Hannah frowned. "That's your plan?"
"If it doesn't work, what's the worst that can happen?" said Pi.
"I become a bug shish kabob," said Hannah.
"And reappear here," said Pi. "No risk, no reward."
"I'm still in," said Hannah. "I just think splitting the party is stupid."
"Anything else?" asked Aurie.
"That's it."
"Well it sounds better than anything we came up with before," said Aurie. "I guess wanting to do things differently sometimes works out."
"Is that an apology?" asked Pi.
Aurie raised an eyebrow. "I'm proud of you, sis."
"Don't be proud, let's win this thing!"
Loaded up on enchantments, they moved into the portal room.

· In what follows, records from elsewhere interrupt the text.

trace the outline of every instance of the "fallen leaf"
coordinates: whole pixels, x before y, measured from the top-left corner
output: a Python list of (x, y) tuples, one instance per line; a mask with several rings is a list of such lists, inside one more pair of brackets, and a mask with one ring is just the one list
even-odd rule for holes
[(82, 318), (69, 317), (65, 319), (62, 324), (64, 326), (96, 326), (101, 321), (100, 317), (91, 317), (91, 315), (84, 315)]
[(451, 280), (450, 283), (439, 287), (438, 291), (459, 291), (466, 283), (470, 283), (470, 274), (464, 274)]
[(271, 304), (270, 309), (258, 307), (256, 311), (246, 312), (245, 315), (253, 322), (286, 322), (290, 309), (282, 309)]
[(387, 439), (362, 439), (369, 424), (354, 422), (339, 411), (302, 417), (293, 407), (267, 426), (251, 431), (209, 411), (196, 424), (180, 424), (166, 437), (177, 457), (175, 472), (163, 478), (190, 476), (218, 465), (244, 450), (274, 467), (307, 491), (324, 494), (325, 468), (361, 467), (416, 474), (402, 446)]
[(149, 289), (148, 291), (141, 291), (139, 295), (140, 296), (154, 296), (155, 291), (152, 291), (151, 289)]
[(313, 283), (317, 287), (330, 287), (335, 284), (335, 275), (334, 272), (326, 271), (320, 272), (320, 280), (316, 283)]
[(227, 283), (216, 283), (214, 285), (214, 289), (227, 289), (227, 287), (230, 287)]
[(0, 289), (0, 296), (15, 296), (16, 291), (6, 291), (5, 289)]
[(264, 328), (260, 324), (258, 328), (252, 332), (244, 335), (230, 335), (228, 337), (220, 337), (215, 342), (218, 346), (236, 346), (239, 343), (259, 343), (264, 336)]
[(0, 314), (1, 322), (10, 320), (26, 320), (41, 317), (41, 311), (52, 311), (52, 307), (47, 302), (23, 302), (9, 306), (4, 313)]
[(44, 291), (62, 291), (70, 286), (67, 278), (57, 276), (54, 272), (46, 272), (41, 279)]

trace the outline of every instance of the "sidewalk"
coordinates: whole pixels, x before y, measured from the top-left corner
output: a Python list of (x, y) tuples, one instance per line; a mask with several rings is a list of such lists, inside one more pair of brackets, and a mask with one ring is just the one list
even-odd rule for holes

There was an energy in the air, bouncing between them with secret smiles and knowing glances. Excitement was welling up inside Pi. This was a chance to prove something to herself and to her sister. The prizes at the end of the contest were nothing to sneeze at either. Despite the likely possibility that she would get murdered by an oversized insect with a cutting fetish, she was glowing.
"See you on the other side," said Aurie as the portal activated.
"For Rigel," said Pi.
They repeated it as a team. "For Rigel."
Together, they touched the obsidian stone.
Chapter Thirty-Four
Something felt different to Aurie almost immediately, but she didn't have time to contemplate with the bug bearing down on her.
Using a solar spear, a variation on the fire spear in which she convinced the spell it was using energy from the sun, Aurie annihilated the bug into ash. One of the benefits of failing repeatedly in the contest had been refining their abilities and tactics.
The others easily took care of their bugs. Even with only four left on the team, the initial portal fight was trivial.
"Nobody move away from the cube," said Pi. "We don't want to trigger any of the adolescent bugs."